Türk Patent’den celbedilen işlem dosyasının tetkikinden; dava konusu ”bysuccuk” ibaresinin 29. ve 35. sınıf mal ve hizmetlerde tescili amacıyla 06.05.2019 tarih ve 2019/45138 sayısı ile gerçekleştirildiği görülen marka başvurusunun, yapılan ilk incelemeler sonrasında 12.12.2019 tarih ve 338 sayılı marka bülteninde ilan olunduğu, anılan ilana karşı davacı yanın önceki tarihli bir kısım markasına dayalı olarak itirazda bulunduğu, ancak işbu itirazların Markalar Dairesi Başkanlığı’nın 10.08.2020 tarihli kararı neticesinde haklı bulunmayarak reddolunduğu, söz konusu ret kararına karşı davacı yanca bir kez daha itirazda edildiği, davacı itirazlarını değerlendiren Yeniden İnceleme ve Değerlendirme Kurulu’nun 25.12.2020 tarih ve 2020-M-10687 sayılı kararı neticesinde özetle; “2019/45138 başvuru numaralı ve “bysuccuk” ibareli başvurunun ilanına yapılmış olan itirazın reddi yönündeki Markalar Dairesi Başkanlığı kararına karşı, başvurunun 2018 17014, 2018 15479, 2018 15467, 2018 15462, 2017 49995, 2016 56499, 2013 59586, 2007 44126 sayılı markalar ile karıştırılma ihtimali ve kötü niyet gerekçelerine dayanılarak 6769 s. SMK’nın 6 ncı maddesi uyarınca reddedilmesi talebiyle yapılan itiraz incelenmiştir. yapılan değerlendirme sonucunda, işbu başvuru ile itiraza gerekçe olarak gösterilen markalar bütünüyle bıraktıkları izlenim itibariyle ilişkilendirilme ihtimali dahil olmak üzere karıştırmaya yol açabilecek derecede benzer bulunmamıştır. Bu nedenle, markalar arasında ilişkilendirilme/karıştırılma ihtimalinin ortaya çıkmayacağı kanaatine varıldığından bu yöndeki itiraz yerinde görülmemiştir.” şeklindeki gerekçeler ile davacı taraf itirazlarının reddine karar verildiği, eldeki davanın iki aylık yasal süre içerisinde 28/02/2021 tarihinde açıldığı anlaşılmış, işin esasına girilmiştir.

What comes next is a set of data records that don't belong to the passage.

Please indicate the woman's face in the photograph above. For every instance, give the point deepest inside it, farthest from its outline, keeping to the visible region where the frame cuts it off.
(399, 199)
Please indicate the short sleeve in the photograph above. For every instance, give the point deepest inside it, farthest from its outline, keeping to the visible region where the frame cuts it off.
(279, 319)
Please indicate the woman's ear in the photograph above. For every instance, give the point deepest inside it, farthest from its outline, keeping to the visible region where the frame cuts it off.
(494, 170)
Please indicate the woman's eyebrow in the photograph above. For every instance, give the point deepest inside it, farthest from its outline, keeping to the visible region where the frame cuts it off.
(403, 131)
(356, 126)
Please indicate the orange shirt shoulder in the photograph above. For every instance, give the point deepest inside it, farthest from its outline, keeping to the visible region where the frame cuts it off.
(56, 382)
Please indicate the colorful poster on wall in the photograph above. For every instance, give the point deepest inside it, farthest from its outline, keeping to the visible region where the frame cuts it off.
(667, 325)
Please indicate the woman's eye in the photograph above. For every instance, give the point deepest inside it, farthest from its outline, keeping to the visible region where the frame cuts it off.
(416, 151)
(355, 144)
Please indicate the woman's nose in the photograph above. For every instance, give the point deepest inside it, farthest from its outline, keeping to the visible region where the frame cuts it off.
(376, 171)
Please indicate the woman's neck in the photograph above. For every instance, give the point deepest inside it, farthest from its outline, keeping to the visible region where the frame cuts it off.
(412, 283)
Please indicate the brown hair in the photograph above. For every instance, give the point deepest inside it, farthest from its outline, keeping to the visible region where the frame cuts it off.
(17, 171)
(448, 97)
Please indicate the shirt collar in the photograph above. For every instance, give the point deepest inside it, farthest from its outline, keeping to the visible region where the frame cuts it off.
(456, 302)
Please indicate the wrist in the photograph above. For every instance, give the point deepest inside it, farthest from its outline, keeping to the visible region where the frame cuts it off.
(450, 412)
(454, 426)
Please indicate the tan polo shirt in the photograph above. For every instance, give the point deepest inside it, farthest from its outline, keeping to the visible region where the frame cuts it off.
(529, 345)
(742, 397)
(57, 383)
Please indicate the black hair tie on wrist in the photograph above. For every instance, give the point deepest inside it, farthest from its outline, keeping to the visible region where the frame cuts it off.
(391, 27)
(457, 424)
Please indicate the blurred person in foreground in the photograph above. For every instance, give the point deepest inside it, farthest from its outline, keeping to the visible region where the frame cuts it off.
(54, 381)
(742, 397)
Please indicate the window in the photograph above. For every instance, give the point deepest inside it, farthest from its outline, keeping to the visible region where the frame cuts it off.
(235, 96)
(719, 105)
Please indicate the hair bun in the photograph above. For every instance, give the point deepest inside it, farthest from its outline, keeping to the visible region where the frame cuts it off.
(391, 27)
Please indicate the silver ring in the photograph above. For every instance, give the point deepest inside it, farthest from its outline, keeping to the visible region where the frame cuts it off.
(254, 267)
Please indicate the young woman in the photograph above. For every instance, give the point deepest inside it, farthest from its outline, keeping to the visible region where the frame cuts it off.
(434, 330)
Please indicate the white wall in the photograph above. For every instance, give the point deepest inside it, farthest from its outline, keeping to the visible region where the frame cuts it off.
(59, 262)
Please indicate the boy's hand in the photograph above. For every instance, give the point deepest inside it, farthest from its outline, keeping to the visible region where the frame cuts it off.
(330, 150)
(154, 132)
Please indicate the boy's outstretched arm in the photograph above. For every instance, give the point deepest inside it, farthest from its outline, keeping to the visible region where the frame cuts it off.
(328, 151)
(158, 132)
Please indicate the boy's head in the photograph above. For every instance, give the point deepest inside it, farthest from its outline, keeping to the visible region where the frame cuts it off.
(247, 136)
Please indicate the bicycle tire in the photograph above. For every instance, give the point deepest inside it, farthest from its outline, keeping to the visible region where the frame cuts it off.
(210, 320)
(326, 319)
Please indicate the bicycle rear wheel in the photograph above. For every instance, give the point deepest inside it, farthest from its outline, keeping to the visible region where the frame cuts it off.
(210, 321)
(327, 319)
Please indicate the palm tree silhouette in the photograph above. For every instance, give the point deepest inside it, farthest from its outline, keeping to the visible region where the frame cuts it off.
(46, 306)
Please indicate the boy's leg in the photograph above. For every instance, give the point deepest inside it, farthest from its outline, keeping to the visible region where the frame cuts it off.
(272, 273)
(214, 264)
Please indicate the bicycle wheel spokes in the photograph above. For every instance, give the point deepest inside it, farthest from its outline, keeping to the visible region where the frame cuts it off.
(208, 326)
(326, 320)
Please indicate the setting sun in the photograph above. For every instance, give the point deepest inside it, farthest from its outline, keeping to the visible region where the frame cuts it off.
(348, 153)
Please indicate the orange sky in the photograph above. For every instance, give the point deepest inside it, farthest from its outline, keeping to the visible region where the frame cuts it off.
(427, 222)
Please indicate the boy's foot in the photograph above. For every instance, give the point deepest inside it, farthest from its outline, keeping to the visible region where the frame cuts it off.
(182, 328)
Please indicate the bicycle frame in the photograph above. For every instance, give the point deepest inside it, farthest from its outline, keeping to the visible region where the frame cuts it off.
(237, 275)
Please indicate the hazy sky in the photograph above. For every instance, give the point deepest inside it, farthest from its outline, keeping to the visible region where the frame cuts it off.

Bilirkişi kurulunca düzenlenen raporda özetle: dava konusu 2019/45138 sayılı marka kapsamında yer alan 29 ve 35. Sınıf mal ve hizmetlerin, davacı yanın önceki tarihli markaları kapsamında yer alan mal ve hizmetler ile aynı ya da benzer mahiyette olduğu, bununla birlikte rapor kapsamında açıklanan nedenlerle taraf markalarını oluşturan ibarelerin bütünsel anlamda yarattıkları somut farklılık hali ile birlikte ortak unsur olan “sucuk” kelimesinin ayırt edici niteliğinin 29. Sınıf ve 35.05 alt grubu hizmetler açısından mevcut olmamasından kaynaklı tüketicinin işaretler arasında herhangi bir yanılgı yaşama ihtimallerinin bulunmadığı, 35. Sınıf 1-4 alt grubu hizmetler bakımından ise ilgili tüketici kitlesinin niteliğinin yükselmesi ve yine karşılaştırılan işaretlerin bütünsel algılarındaki belirgin farklar nedeniyle, tüketicinin taraf markaları arasında iktisadi – idari bir bağ kurmayacağı, dosya kapsamına sunulan delillerin davacı yan markalarının tanınmış marka olarak kabul edilmesi için yeterli olmadığı, takdirin mahkemeye ait olduğu, bildirilmiştir.
Bilirkişi raporunun her iki tarafın iddia ve savunmasının kapsamı, taraf delilleri, marka kapsamları dikkate alınarak düzelendiği, hüküm kurmaya yeterli incelemenin yapıldığı, raporun usul ve yasaya aykırı yönünün bulunmadığı, hukuki değerlendirme nihai olarak mahkememizce yapılacağından yeniden rapor alınmasını gerektirir yön bulunmadığı anlaşılmıştır.
GEREKÇE:
Tescilli bir markanın ait olduğu mal ve hizmetler bakımından sağladığı korumanın kapsamı ve sınırları 10.01.2017 tarihinde yürürlüğe giren 6769 sayılı Sınai Mülkiyet Kanunu (SMK) ile düzenlenmiştir.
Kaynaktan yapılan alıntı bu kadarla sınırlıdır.